The only good thing about sitting in traffic is getting to catch up on podcasts. I love podcasts. This past week, two popped up in my feed that hit my sweet spot, and I cannot recommend them both enough.
From KCRW’s The Organist: A 700-Foot Mountain of Whipped Cream
This week, we’re sharing a highly subjective journey through one narrow, eccentric, corridor of radio advertising, as heard through the ears of one man. His name is Clive Desmond. Clive is a radio advertising producer, writer, and composer. He’s been doing it for more than thirty years, and he’s won some of the industry’s top awards. Through those years he’s been sort of a zelig figure: you can find his face somewhere in the margins of every one of the medium’s key aesthetic revolutions. He’s rescued beautiful forgotten nuggets of radio history, and he’s delicately arranged them into a glittering associative chain—a constellation of jingles and spots that somehow all add up, to a life: The life of Clive Desmond as heard through the radio.

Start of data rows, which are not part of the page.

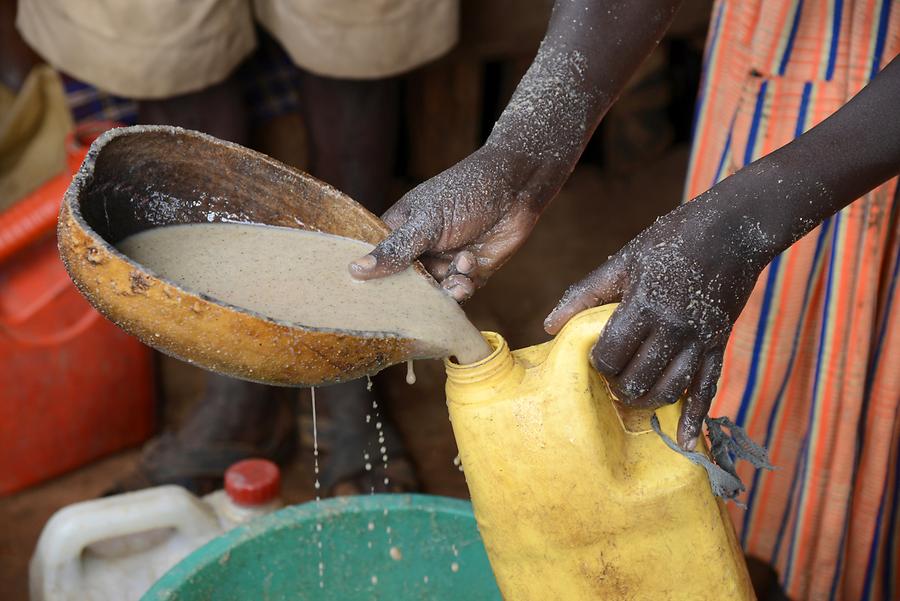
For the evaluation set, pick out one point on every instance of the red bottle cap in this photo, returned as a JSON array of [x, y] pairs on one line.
[[253, 482]]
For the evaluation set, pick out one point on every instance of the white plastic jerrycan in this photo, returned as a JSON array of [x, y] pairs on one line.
[[115, 548]]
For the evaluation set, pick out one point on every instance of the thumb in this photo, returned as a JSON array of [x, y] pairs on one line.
[[601, 286], [396, 252]]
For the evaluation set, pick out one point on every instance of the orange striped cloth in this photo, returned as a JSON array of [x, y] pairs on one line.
[[813, 365]]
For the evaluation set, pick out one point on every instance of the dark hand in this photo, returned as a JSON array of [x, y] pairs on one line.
[[463, 223], [682, 284]]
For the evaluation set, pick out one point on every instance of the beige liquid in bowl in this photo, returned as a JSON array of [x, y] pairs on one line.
[[301, 277]]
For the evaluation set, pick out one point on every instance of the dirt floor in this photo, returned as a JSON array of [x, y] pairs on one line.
[[595, 214]]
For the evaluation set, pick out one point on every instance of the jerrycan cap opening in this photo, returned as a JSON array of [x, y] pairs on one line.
[[499, 362]]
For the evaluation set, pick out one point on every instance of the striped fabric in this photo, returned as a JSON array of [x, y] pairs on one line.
[[813, 365]]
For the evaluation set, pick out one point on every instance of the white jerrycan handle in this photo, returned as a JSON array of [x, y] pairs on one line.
[[75, 527]]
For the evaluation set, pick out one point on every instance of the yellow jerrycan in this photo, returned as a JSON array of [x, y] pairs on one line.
[[576, 497]]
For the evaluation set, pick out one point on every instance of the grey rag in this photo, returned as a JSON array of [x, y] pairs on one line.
[[725, 448]]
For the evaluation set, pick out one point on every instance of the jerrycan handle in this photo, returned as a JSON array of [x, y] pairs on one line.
[[74, 528], [634, 420]]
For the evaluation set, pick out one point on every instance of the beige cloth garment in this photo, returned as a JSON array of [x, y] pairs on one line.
[[33, 128], [159, 48]]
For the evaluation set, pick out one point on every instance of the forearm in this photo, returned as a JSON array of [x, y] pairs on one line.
[[787, 193], [591, 49]]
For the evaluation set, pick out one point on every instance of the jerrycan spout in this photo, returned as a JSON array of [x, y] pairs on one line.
[[479, 379]]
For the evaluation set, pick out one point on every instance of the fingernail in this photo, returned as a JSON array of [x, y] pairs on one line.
[[365, 263], [464, 264]]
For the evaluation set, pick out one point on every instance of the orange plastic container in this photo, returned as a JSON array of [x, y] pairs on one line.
[[73, 387]]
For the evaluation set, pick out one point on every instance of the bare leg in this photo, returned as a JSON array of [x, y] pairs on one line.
[[353, 132], [217, 110]]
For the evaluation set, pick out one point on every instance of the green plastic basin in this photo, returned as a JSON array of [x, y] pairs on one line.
[[395, 547]]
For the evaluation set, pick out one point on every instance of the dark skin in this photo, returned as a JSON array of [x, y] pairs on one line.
[[681, 283]]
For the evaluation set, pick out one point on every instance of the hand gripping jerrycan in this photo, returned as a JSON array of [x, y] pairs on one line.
[[576, 497]]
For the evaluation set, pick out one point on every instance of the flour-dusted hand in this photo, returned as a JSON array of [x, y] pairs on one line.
[[469, 220], [681, 283], [463, 224]]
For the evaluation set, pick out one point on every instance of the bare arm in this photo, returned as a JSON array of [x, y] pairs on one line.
[[467, 221], [683, 282]]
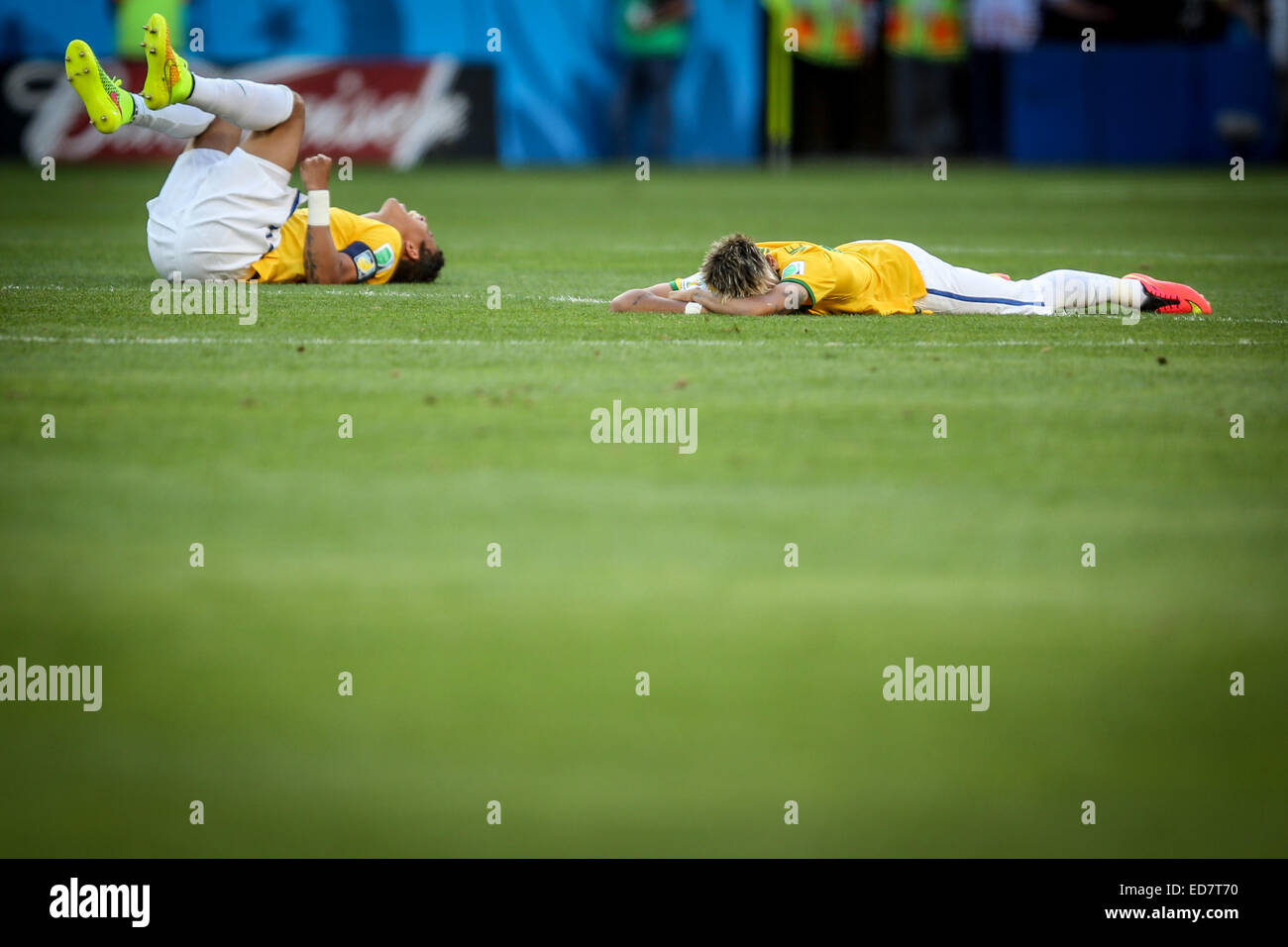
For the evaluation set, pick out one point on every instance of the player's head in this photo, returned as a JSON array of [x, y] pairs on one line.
[[735, 266], [420, 260]]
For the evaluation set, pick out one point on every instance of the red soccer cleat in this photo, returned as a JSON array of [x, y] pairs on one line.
[[1170, 296]]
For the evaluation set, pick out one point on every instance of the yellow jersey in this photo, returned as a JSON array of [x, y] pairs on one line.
[[857, 277], [373, 245]]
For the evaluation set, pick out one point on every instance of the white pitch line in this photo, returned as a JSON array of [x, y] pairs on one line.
[[606, 343]]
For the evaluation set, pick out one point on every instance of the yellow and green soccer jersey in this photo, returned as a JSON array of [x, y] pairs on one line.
[[859, 277], [373, 245]]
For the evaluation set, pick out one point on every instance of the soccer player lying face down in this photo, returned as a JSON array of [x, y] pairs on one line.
[[421, 260]]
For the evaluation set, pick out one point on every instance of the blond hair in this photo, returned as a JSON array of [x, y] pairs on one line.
[[735, 266]]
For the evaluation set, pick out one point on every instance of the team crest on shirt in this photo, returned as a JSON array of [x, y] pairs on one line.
[[370, 262], [366, 264]]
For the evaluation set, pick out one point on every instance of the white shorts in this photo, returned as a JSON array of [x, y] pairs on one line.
[[217, 214], [960, 290]]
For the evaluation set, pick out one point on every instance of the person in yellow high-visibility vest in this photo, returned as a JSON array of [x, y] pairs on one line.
[[926, 42]]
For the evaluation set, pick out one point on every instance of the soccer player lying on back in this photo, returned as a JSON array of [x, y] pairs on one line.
[[889, 275], [228, 210]]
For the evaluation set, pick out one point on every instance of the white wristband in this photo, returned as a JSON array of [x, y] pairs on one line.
[[320, 208]]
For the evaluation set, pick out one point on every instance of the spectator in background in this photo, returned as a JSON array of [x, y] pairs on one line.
[[651, 35], [926, 43], [999, 29], [832, 75]]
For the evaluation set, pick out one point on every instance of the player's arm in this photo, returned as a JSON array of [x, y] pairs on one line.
[[653, 299], [786, 296], [322, 261]]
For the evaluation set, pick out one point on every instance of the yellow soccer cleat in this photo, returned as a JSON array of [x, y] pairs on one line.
[[168, 78], [107, 103]]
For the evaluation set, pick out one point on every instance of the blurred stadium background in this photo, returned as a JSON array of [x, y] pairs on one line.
[[703, 80]]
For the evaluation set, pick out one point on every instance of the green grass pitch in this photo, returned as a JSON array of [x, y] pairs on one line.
[[518, 684]]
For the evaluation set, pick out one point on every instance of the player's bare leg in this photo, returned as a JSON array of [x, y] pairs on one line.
[[281, 144], [219, 136]]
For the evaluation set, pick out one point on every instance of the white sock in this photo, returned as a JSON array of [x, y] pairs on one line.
[[176, 121], [1074, 290], [248, 105]]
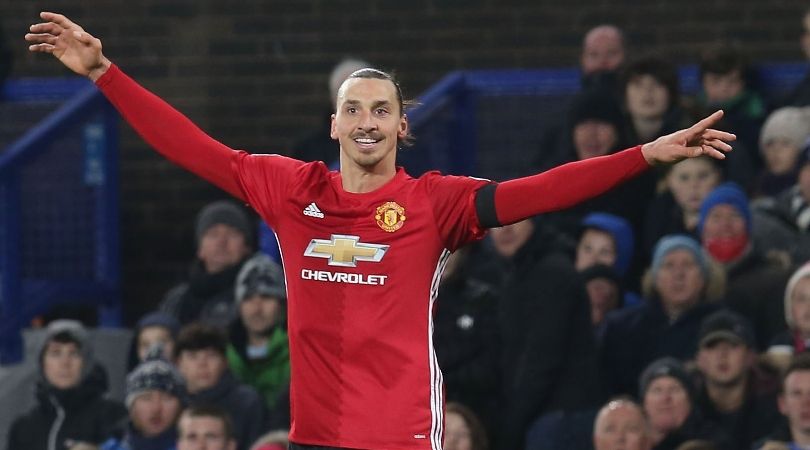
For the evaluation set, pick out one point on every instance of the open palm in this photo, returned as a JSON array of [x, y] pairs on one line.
[[75, 48]]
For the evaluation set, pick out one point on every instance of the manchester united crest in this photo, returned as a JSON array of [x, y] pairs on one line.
[[390, 216]]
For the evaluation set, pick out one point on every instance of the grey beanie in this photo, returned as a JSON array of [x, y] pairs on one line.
[[227, 213], [801, 272], [789, 123], [154, 373], [672, 242], [260, 276], [666, 367], [75, 332]]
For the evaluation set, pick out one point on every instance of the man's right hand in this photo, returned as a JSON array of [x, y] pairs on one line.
[[69, 43]]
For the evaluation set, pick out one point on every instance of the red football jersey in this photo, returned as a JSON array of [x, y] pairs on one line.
[[362, 274], [362, 270]]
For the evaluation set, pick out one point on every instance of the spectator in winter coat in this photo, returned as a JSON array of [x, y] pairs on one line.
[[156, 329], [258, 352], [621, 424], [71, 407], [756, 282], [735, 397], [225, 239], [155, 397], [466, 339], [548, 352], [206, 427], [200, 357], [668, 397], [679, 291], [796, 339], [782, 138], [675, 210]]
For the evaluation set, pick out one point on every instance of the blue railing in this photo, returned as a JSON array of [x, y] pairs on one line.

This podcast reminded me about all the things I love about advertising. And, when I was a kid, I’m pretty certain I had a transistor radio exactly like the one pictured above.
From Freakonomics Radio: Are We Running Out of Ideas?
Economists have a hard time explaining why productivity growth has been shrinking. One theory: true innovation has gotten much harder – and much more expensive. So what should we do next?
I met Dubner a few years ago at a conference. Had a few minutes to visit with him. Yes, his hair is that crazy in real life. Love his podcasts, only wish he’d reconsider my idea of a Freakonomics coloring book.